France Gall en concert au Zénith, à Paris, le 18 novembre 1987. / BERTRAND GUAY / AFP

Eté 1977. Anne a 16 ans, et est en voyage linguistique à Norwich, en Angleterre. Le 16 août, le disc-jockey du club où elle danse ce soir-là annonce la mort d’Elvis Presley, et inonde la piste d’un florilège de ses tubes. Anne et son petit groupe d’amis français restent de marbre, mais chantent sur un autre tube, qui les a suivis depuis la France : « 1, 2, 3, 4, musique ! » Elvis est mort, vive France Gall. « Nous chantions encore et encore dans notre langue, sous le regard étonné de nos hôtes », se souvient Anne, devenue conseillère en assurance dans la région parisienne.

Comme elle, de nombreux lecteurs de tous âges ont répondu à l’appel à témoignages du Monde.fr pour évoquer leur chanson préférée de France Gall, morte le 7 janvier à l’âge de 70 ans. Les souvenirs défilent. Emmanuelle, 57 ans, se revoit en train d’interpréter Ma déclaration lors de la fête de l’école : « La maîtresse m’avait choisie pour la chanter parce que j’avais la même coupe de cheveux que France Gall. »

Antoine, lui, se souvient qu’à 5 ans il tannait sa grand-mère pour écouter ses disques : « Je me mettais près de l’électrophone, sur le plancher du salon, et on écoutait “Sacré Charlemagne”, que je trouvais rigolote. »

Pour Amina, France Gall c’était avant tout « les karaokés interminables » du samedi soir : « Un grand moment d’amour partagé avec ma fille sur les rythmes de Gall et Berger. “Ella elle l’a” était notre tube incontournable ».

« La voix de France me consolait »

D’autres moments gais ressurgissent. Didier, retraité, se souvient de ce voyage à l’été 1982, quand il dirigeait un centre de vacances pour adolescents à Nanterre. « Nous revenions de La Seyne-sur-Mer, près de Toulon [Var]. On faisait une longue route en autocar.
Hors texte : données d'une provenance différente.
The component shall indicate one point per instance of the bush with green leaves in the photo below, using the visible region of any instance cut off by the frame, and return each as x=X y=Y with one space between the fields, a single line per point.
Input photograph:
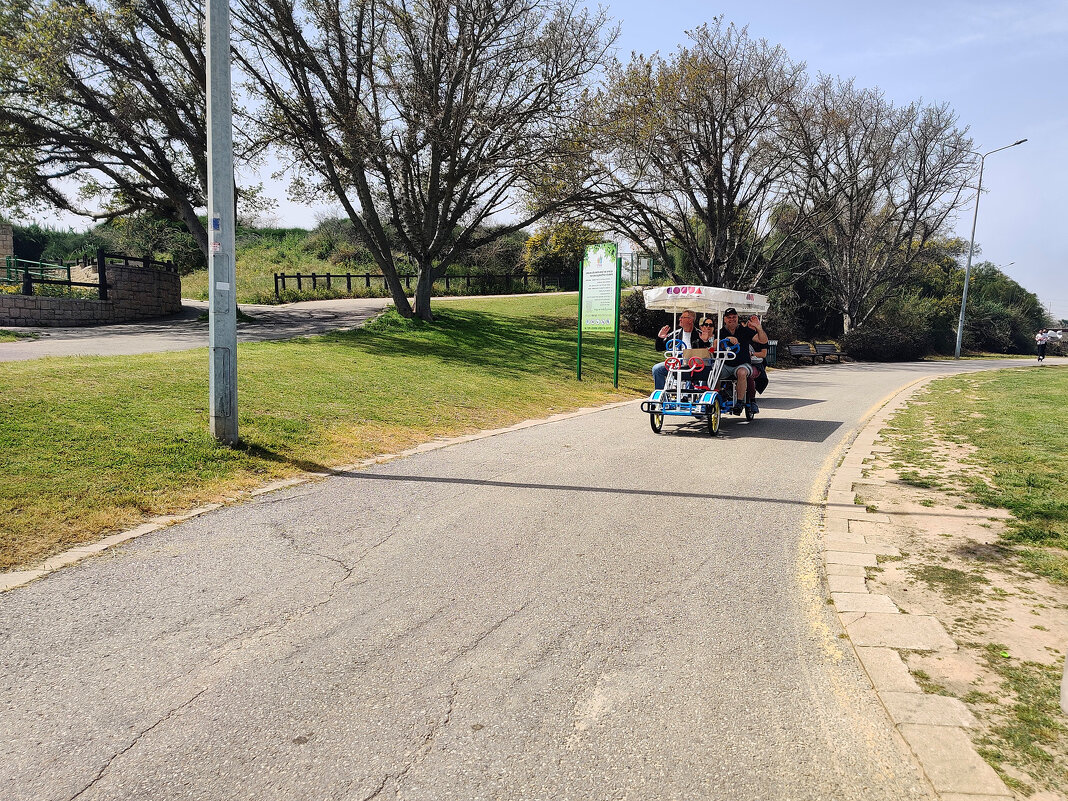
x=883 y=343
La radio passe “Il jouait du piano debout”. Comme un bloc soudé, plusieurs dizaines de jeunes ont aussitôt envahi l’allée du car et se sont époumonés sur le morceau en dansant. Il faisait très beau. Mes jeunes étaient heureux. »

Heureux, Pierre, 50 ans, l’était aussi lorsqu’il chantait “Viens je t’emmène” à tue-tête dans la voiture avec sa mère, venue le chercher à son retour de « colo ». « J’avais 10 ans. Cela a été le début d’une histoire d’amour pour France », raconte-t-il.

Le même titre a consolé Isabelle, trentenaire qui vit à Dakar (Sénégal), quand elle n’arrivait pas à se remettre d’une séparation et « restait sur son lit à pleurer en écoutant France Gall et Michel Berger » : « La voix de France me consolait. »

L’interprète à succès a aussi permis à Christophe, cadre dans la banque, de tuer l’ennui lors de ce long été passé en tête-à-tête avec sa grand-mère, chez elle. Un après-midi, il allume la télévision et tombe par hasard sur la diffusion d’un concert au Zénith. Révélation. Le duo a passé le reste des vacances à sillonner les routes du département en écoutant la cassette en boucle sur l’autoradio.

La chanteuse lui a aussi ouvert de nouveaux horizons. Avec “Cézanne peint”, il s’intéresse à ce peintre, qu’il « connaissait à peine », découvre ses tableaux, puis celui d’autres peintres. D’autres morceaux l’amènent à découvrir Tennessee Williams, Ella Fitzgerald ou encore Man Ray. « Sa musique m’a fait rêver et grandir, et m’a offert un de mes plus beaux souvenirs : l’été 1985 et tous ces kilomètres avalés avec ma grand-mère », se souvient-il.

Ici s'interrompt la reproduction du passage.